All in all, we purport that the CG group experienced a difficult adjustment to the above-mentioned environmental changes, leading to a deterioration of sleep parameters. Since the IG patients were exposed to the same disruption as the CG patients, one reasonable explanation for the substantial stability of their sleep behavior is that the PA program counteracted the worsening effect of the environmental and seasonal factors.

It is worth making some specific comments about the changes of parameter SE since it is probably the most widely used parameter to summarize the sleep quality of an individual. In CG patients, SE decreased from 84.6% to 80.7%. In contrast, in IG patients SE moved from 84.4% to 86.4%. Since SE = 85% is considered the clinical cutoff for clinically significant sleep disruption,[49] these results seem to suggest that IG patients were able to maintain their SE just above the cutoff, whereas CG patients exhibited almost a 5% drop of SE below the cutoff. It is worth emphasizing that BC women having SE > 85% have been shown to have lower mortality[50] and that sleep quality is positively related to quality of life in cancer patients.[8] If, however, we make a comparison with sleep parameters proposed by Natale and colleagues[51] who fixed the cutoff value for sleep efficiency (low sensitivity) at 87%, neither the IG nor the CG achieve a good sleep quality.

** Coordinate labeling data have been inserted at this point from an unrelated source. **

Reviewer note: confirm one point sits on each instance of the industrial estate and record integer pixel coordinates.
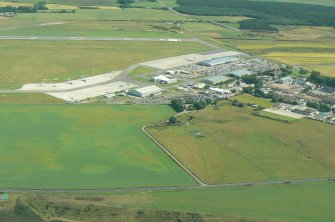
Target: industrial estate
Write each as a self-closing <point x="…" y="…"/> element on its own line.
<point x="167" y="110"/>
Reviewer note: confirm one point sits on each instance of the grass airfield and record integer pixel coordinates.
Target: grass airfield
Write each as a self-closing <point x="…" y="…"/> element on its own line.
<point x="27" y="61"/>
<point x="85" y="146"/>
<point x="97" y="146"/>
<point x="236" y="146"/>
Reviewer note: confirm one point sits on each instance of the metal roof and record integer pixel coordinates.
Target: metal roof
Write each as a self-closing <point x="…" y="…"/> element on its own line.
<point x="218" y="61"/>
<point x="240" y="72"/>
<point x="148" y="89"/>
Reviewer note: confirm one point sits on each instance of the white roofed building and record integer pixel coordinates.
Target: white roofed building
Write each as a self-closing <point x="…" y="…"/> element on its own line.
<point x="145" y="91"/>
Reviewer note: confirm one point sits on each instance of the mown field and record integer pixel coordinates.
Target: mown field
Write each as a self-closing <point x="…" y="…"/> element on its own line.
<point x="72" y="2"/>
<point x="105" y="22"/>
<point x="120" y="29"/>
<point x="85" y="146"/>
<point x="248" y="99"/>
<point x="26" y="98"/>
<point x="312" y="2"/>
<point x="313" y="56"/>
<point x="228" y="144"/>
<point x="308" y="47"/>
<point x="29" y="61"/>
<point x="311" y="202"/>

Thus, the ability of PA to preserve SE warrants further investigation because this ability may have some potential in prolonging life and improving well-being of BC survivors.[52] Referring to activity-level circadian rhythm, we could observe a substantially stability in the circadian rhythm parameters; MESOR and Acrophase were the same in the 2 groups and remained unchanged across time.

Taking into consideration the anthropometric and body composition parameters, we observed changes in both the CG and IG. At baseline, all women had similar parameters, so they started to join the project with the same physical characteristics. After 3 months IG decreased significantly the percentage of fat mass and tended to increase the lean mass but not significantly. Therefore, the improvement of these parameters confirms, as reported in the literature,[18,20] that PA program is able to modify risk factors related to BC prognosis.

These results in the IG are due to the PA program, and we hypothesized that the improvements for the CG in BMI and body weight is partly due to the diet that the women are following. In fact, women included in this study were extracted from the group of a dietary intervention trial (DIANA-5), so some positive changes could be influenced by the effect of diet and by the baseline recommendation to be physically active; this clearly appears in CG for the positive changes of anthropometric parameters. After 3 months neither IG nor CG modified any motion-level parameter.

Conclusion

The results of the present study suggest that aerobic PA has a protective effect against factors promoting sleep disruption. PA is an integrative intervention therapy that has the potential to render sleep behavior less sensitive to detrimental environmental factors.